Representatives of Mexico’s National Hydrocarbons Commission (CNH), Ministry of Finance and ASEA, a new agency responsible for overseeing industrial and environment safety for hydrocarbons, met Jan. 28 with Texas Railroad Commissioner Christi Craddick to gain insight into the legal and technical factors and the overall regulatory structure needed to foster shale development.

Craddick noted in a press statement that Texas and Mexico not only share a cultural past and strong trading relationship, but Mexico also has access to many of the same geological formations that have driven the resurgence of Texas’ energy industry.

“We have been a resource for Mexico since their energy reform process began, and as Mexico initiates shale exploration and production, we welcome greater cross-border cooperation, collaboration and regional success,” Craddick commented.  

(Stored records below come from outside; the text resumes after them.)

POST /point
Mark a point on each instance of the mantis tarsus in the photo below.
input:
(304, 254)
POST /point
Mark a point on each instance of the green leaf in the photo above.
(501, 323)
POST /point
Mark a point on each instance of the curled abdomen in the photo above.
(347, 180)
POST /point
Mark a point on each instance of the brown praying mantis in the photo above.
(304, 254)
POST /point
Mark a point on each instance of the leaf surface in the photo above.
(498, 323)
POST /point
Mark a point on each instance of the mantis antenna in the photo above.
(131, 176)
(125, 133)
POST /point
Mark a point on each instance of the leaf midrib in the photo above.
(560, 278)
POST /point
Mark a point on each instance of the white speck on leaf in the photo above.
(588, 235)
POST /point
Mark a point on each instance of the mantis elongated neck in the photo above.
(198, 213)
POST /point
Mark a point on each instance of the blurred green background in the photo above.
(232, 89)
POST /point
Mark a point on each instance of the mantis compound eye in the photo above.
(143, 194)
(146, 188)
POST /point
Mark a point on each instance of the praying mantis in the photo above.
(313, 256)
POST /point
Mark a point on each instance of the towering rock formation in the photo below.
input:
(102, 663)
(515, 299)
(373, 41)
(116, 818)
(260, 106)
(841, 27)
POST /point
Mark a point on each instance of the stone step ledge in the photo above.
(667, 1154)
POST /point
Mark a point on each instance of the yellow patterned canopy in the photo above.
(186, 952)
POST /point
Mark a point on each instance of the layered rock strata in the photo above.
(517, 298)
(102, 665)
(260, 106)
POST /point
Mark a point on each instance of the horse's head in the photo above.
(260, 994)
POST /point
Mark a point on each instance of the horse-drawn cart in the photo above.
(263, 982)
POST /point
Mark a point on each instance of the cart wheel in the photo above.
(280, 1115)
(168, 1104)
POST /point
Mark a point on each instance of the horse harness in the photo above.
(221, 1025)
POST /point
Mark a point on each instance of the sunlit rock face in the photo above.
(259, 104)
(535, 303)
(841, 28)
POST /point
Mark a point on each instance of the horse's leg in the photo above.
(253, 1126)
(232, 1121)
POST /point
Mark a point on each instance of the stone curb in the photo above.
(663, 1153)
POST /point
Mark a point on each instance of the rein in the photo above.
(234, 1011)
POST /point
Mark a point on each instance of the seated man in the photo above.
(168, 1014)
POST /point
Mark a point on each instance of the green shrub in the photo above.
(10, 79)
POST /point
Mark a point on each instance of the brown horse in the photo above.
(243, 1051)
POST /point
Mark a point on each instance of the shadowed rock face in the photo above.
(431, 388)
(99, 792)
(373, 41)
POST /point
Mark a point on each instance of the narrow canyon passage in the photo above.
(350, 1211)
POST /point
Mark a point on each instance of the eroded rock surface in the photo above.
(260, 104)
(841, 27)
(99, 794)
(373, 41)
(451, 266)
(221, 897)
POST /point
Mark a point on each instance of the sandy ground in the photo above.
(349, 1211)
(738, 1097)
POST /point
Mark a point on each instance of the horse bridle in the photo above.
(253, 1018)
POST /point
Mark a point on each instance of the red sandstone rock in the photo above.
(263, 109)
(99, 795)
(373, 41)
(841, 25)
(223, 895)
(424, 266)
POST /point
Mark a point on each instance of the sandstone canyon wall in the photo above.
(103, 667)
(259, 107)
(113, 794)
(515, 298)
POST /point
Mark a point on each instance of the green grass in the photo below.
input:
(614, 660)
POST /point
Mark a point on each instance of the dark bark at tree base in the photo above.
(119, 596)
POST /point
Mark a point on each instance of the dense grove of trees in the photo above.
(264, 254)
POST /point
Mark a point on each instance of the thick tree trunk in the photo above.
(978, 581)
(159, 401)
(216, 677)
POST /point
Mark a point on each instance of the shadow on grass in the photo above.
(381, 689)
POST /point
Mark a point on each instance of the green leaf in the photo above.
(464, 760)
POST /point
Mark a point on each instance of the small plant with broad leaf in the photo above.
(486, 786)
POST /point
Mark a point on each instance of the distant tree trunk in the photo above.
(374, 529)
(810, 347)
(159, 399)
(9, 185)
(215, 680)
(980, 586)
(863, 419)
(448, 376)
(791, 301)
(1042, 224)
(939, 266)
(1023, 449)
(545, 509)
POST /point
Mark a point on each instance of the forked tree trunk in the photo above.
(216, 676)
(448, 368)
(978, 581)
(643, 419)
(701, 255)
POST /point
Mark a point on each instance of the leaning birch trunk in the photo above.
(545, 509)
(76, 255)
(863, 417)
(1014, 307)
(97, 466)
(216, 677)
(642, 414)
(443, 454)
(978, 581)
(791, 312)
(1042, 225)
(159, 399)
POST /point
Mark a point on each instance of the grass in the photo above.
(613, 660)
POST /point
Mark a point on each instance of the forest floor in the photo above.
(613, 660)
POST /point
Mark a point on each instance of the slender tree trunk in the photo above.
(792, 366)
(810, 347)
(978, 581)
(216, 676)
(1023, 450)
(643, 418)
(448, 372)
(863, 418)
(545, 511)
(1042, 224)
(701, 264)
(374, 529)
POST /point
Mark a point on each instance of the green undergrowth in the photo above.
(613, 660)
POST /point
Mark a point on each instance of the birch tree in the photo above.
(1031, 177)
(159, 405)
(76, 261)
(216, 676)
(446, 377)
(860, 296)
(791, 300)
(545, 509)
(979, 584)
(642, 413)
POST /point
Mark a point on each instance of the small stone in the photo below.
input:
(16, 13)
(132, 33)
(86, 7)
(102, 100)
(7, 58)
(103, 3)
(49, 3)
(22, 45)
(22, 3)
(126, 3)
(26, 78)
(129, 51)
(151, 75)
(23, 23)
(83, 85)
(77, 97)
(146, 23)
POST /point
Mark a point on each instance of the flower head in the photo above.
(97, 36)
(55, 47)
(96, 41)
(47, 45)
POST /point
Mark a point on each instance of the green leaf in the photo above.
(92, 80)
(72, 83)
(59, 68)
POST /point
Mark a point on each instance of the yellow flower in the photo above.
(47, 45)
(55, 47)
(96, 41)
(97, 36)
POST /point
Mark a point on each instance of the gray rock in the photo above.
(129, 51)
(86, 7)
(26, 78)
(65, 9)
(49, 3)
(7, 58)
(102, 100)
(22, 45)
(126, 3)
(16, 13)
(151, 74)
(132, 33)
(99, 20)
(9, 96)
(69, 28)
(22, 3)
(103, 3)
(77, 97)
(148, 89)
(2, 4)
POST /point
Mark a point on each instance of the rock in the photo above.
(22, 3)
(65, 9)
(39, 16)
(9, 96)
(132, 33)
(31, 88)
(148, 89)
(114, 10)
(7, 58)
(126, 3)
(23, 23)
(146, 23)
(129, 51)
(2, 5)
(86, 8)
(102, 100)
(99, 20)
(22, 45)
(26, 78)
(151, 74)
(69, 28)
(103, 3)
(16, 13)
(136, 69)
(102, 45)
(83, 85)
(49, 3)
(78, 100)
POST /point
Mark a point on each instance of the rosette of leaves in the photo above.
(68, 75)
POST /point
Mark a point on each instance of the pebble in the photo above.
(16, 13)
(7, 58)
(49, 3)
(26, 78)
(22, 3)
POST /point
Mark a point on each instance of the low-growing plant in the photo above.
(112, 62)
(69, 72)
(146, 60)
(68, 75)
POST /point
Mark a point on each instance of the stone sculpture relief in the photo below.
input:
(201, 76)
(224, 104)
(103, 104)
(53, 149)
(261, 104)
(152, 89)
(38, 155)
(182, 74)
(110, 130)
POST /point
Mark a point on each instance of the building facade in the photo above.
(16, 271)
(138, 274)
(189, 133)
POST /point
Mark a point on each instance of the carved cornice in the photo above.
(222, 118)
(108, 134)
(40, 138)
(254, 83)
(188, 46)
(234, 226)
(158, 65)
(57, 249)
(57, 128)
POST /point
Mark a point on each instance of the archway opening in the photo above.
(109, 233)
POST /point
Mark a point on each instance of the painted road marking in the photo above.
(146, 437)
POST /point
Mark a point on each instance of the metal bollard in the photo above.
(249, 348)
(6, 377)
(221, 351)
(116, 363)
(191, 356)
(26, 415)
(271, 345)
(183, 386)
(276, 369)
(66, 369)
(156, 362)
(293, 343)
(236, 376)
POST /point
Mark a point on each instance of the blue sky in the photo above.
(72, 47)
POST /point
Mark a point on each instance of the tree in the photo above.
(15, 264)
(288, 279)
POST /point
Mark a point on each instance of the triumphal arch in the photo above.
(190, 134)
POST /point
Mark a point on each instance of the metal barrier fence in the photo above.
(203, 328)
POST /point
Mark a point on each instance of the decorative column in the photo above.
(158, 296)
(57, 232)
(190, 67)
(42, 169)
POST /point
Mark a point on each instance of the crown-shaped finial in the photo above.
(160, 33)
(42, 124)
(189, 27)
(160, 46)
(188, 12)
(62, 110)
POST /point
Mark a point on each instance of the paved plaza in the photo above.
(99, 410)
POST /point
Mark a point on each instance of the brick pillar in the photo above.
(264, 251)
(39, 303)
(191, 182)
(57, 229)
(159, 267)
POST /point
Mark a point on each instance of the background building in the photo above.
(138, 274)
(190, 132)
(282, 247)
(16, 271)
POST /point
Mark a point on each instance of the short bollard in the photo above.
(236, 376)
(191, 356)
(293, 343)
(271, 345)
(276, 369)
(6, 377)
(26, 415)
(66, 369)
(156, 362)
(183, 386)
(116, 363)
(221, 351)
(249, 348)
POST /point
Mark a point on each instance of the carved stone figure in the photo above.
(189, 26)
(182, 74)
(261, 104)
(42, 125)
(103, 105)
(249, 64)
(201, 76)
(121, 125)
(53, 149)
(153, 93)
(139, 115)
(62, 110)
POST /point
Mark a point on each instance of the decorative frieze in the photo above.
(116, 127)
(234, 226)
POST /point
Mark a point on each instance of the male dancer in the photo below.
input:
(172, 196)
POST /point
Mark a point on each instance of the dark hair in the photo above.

Mexico energy agencies currently are defining contractual terms for an upcoming auction of contracts related to shale resources to the private sector, the Texas Railroad Commission said in the press statement. The sale is expected to include Mexico’s unconventional assets, just south of the Texas-Mexico border. The portion of the Eagle Ford shale that extends into Mexico is part of the Burgos Basin, where technically recoverable shale gas is projected at 343 trillion cubic feet (Tcf), or two-thirds of Mexico’s technically recoverable shale gas resources. SENER is reviewing key factors that have contributed to the regulatory success of the Texas shale industry.

Mexico is estimated to have 545 Tcf of shale natural gas reserves, and unconventional oil reserves of 13 billion barrels, according to a 2015 report by the University of Texas at San Antonio, Universidad Autonoma de Nuevo Leon, Asociacion de Empresarios Mexicanos, and the Mexico Institute of the Woodrow Wilson International Center for Scholars. While the initial focus on exploration will likely be on conventional onshore, offshore and deepwater, he three centers of learning conclude that Mexico’s shale resources will play an integral role in the success of Mexico’s energy reform. However, significant challenges such as oil prices, contract terms offered by Mexico’s government, social license issues and infrastructure must be addressed before shale development can move forward.

The unprecedented expansion of the Eagle Ford not only helped boost U.S. oil production, but transformed South Texas, creating jobs and economic activity in the region. In November 2014, Eagle Ford production crossed the one billion barrel mark for crude and condensate production. The current low oil price environment has prompted cutbacks in activity in the Eagle Ford and other shale plays. Reuters reported last month that February production from the Eagle Ford shale was expected to fall 72,000 barrels of oil per day.